The Blueflower Formation is a geologic formation in the Northwest Territories, and is a part of the Rackla Group. It preserves fossils dating back to the Ediacaran period, in both shallow and deep-water environments.

== Geology ==
The Blueflower Formation can be found outcropping in the Wernecke Mountains in Canada, and is a part of the wider Rackla Group. It is overlain by the Risky Formation, whilst it is unconformably underlain by the dolostone Gametrail Formation. The formation is also unique in preserving both deep-water and shallow-water environments. The shallow-water sections are primarily composed of siliciclastic rocks, with sandy-carbonates throughout, and is also fossiliferous in nature, meanwhile the deep-water sections are split into three members.

=== Members ===
The deep-water sections of this formation are composed of three members, two of which are informally named, which are as follows in stratigraphic order (lowest to highest):

- Yuletide Member: This member is primarily composed of inter-bedded conglomerate, sandstone and siltstone.

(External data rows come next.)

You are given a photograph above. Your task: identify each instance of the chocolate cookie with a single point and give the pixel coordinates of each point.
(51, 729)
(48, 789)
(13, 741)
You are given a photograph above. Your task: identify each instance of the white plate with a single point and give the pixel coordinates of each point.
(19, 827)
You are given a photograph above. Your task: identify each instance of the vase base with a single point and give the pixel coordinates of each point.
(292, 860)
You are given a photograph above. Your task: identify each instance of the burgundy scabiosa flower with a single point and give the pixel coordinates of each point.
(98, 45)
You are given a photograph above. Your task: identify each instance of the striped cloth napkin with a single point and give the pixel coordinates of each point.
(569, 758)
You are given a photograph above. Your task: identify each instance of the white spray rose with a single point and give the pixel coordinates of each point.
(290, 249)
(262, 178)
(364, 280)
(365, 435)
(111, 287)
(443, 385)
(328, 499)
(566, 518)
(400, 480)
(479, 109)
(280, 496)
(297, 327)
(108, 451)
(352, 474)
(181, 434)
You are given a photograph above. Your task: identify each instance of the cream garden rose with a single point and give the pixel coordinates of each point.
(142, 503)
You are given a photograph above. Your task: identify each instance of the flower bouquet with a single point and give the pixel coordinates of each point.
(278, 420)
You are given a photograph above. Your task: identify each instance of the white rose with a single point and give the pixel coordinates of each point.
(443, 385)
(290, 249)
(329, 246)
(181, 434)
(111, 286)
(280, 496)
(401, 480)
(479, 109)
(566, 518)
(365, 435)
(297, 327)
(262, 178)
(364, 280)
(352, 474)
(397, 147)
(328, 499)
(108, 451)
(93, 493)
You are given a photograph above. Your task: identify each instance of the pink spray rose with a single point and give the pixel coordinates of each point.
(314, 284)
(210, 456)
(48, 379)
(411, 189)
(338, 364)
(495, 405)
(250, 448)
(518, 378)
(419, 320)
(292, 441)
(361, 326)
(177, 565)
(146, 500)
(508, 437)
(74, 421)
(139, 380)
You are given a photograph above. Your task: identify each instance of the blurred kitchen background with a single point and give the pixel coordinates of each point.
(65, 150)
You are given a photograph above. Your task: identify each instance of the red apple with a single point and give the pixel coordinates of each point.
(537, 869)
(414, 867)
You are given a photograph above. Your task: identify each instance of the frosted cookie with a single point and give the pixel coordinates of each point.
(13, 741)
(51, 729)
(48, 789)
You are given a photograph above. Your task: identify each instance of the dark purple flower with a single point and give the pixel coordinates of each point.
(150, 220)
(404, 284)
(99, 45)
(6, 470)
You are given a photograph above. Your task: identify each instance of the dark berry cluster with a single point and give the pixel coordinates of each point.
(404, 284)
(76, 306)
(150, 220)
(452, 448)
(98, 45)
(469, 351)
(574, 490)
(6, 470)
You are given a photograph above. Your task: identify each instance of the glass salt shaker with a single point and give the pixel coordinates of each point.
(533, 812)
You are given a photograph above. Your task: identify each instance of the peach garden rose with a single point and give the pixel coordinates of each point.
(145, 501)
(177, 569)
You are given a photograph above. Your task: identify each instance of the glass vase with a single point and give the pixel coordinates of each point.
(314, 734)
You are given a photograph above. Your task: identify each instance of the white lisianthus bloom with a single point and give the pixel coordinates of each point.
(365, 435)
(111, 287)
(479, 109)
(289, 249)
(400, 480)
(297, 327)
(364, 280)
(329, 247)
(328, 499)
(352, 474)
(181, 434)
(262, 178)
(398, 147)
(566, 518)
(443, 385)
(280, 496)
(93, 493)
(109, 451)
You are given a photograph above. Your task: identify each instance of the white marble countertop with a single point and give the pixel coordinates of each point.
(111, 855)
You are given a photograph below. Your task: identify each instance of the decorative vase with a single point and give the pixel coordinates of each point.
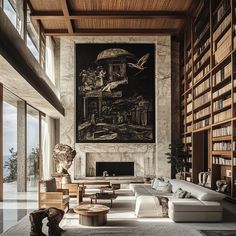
(65, 179)
(179, 176)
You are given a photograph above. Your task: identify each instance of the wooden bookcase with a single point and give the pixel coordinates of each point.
(208, 91)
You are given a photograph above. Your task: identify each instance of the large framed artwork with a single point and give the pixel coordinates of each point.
(115, 93)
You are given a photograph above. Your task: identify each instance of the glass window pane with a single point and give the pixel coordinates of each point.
(10, 11)
(32, 149)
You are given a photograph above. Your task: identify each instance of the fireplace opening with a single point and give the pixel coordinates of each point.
(115, 168)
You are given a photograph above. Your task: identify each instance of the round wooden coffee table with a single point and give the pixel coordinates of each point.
(92, 214)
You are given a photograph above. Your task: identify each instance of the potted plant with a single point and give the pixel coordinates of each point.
(177, 157)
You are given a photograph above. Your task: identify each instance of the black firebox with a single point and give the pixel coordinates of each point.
(115, 168)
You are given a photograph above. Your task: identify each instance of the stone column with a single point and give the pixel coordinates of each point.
(21, 147)
(1, 143)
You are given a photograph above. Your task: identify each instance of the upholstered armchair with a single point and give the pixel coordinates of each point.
(51, 196)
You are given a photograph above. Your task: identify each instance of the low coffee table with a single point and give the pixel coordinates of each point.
(112, 188)
(103, 196)
(92, 214)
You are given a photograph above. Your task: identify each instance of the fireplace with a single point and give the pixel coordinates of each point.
(115, 168)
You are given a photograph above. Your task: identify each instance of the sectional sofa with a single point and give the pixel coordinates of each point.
(204, 205)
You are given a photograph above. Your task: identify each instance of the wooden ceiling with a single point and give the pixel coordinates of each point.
(111, 17)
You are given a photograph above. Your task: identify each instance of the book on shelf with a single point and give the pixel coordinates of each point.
(202, 123)
(204, 58)
(189, 118)
(188, 139)
(199, 50)
(201, 74)
(223, 131)
(222, 74)
(223, 51)
(202, 100)
(222, 103)
(189, 97)
(222, 10)
(189, 107)
(202, 87)
(222, 27)
(219, 160)
(222, 90)
(221, 43)
(225, 115)
(222, 146)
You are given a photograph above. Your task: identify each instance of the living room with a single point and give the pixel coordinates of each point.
(117, 117)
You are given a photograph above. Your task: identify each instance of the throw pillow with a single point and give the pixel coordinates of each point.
(180, 193)
(155, 183)
(164, 187)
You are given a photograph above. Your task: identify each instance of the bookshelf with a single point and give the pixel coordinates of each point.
(208, 91)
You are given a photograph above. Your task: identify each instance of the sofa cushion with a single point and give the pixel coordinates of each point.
(165, 187)
(199, 192)
(194, 206)
(180, 193)
(48, 185)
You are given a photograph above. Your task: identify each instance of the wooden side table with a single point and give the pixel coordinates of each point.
(92, 214)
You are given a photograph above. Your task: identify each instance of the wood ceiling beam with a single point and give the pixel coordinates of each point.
(67, 14)
(119, 31)
(76, 15)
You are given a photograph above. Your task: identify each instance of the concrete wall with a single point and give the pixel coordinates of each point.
(154, 153)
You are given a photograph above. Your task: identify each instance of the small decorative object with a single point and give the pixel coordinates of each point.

- Disk Member: This member is dominated by black shales, which is inter-bedded with siltstone, sandstone, and authigenic carbonate lenses and nodules. This member is also fossiliferous in nature, containing a number of discoidal forms such as Aspidella, which give the member its informal name.

- Upper Member: This member is predominately composed of sandstones, containing coarse-grained trough- and tabular-cross-bedded rocks, all of which is inter-bedded with shales.

== Dating ==
The base of the Blueflower Formation has been dated using Re–Os Dating, whilst the upper layers have been dated based on the fossil material. Using samples from the base of the formation, the recovered dates were 567.3±3 Ma and 566.9±3.5 Ma, placing the lower layers within the Avalon assemblage. Meanwhile, various fossils collected from rocks higher up in the formation are noted to be akin to formations placed within the White Sea and Nama assemblages, with the tentative proarticulate Windermeria correlating these layers to the White Sea assemblage.

== Paleobiota ==
Unlike most other Ediacaran formations, the Blueflower Formation is unique in that is preserves shallow and deep-marine environments, and as it correlates with other Avalonian formations such as those in Newfoundland and Labrador, it allowed scientists to figure out whether the Ediacaran Biota started out in deep-marine environments before making their way into shallower waters. The forms that can be found across the formation are the familiar Petalonamae such as Charniodiscus, including juvenile petalonamids from the Lower Member, and from the Upper Member tubular forms such as Annulatubus, and the enigmatic Windermeria.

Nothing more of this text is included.